You’ll battle your way through palaces, temples, ancient cities, rivers, dungeons, and other diverse locations. The variety of locations is pretty cool, actually, and I’m a sucker for Greek mythology so I really enjoyed the atmosphere. The level-design is pretty standard. You’ll be traversing through a lot of wide-open areas, there are secrets peppered throughout that usually house gold, and I did get lost in one area but most of the time it’s not hard to figure out where to go. There are some environmental puzzles but they’re pretty straightforward and you will have to watch out for environmental hazards like lava, spikes, and crushers.
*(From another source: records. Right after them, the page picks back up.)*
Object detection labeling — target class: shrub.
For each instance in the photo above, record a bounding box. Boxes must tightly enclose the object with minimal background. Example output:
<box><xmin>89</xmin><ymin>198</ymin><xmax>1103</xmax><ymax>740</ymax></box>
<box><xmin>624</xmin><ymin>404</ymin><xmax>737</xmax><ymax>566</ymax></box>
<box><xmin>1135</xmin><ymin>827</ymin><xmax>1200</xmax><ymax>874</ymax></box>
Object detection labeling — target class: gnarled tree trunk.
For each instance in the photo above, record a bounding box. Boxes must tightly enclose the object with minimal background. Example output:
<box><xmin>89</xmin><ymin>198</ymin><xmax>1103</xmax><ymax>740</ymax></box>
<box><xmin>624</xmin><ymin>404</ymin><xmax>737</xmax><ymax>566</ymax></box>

Visually, Will Rock definitely looks like a game that was released in the early 2000’s. As diverse as the locations are, they do appear rather bland and the animations are a bit stiff. I do enjoy some of the effects like the smoke and debris that kicks up when you destroy objects. Harpies will leave behind feathers when killed, sometimes blood will appear on your arm and weapon, and the weapon models themselves do look pretty cool in my opinion. On the audio side, the weapons do sound generic but I’ve heard worse. Enemies will groan when killed and Cupids will let out a infantile cry but there’s really nothing that stands out in terms of the sound effects. The music has to be one of the more disappointing aspects of the game. The main menu is accompanied by “I Wanna Rock” by Twisted Sister so I was really hoping to hear a kickass rockin’ soundtrack. But, no, it’s average at best. There are a few rock tunes here and there, there’s some ambient and tense sounding stuff, but no awesome riffs or anything like that. I feel kind of deceived. I mean the name “Will Rock”, the Twisted Sister track, even the cover art gives the impression of a rockin’ experience. The music isn’t terrible but it’s not great either. Many of the songs are actually pretty catchy. On the technical side, I experienced no major issues. The frame rate did stutter here and there but I had a primarily smooth experience from beginning to end.

I’ll be honest, I had fun with Will Rock but I’m glad I didn’t spend a lot of money on it. It seems like a forgotten title and I can see why. It does have some good qualities, however, most of what’s on offer here has been done before and much better. I would say the the one thing that makes Will Rock stand out is the Greek mythology stuff. The weapons are fun to play around with but there’s not much praise I can give the game. It’s average. It’s an average first-person shooter. It’s not terrible, it’s not incredible, it’s right in the middle. It does kind of feel like a budget title and as some have put it, “a poor man’s Serious Sam”.

I would only recommend Will Rock to fans of shooters and only if you can find it for cheap. It’s decent, not great. There are better shooters out there but Will Rock does have its good points. The arsenal is cool and if you’re into Greek mythology, you may enjoy the setting and atmosphere quite a bit. If you think this looks interesting, check it out, but I would suggest you go in with low expectations.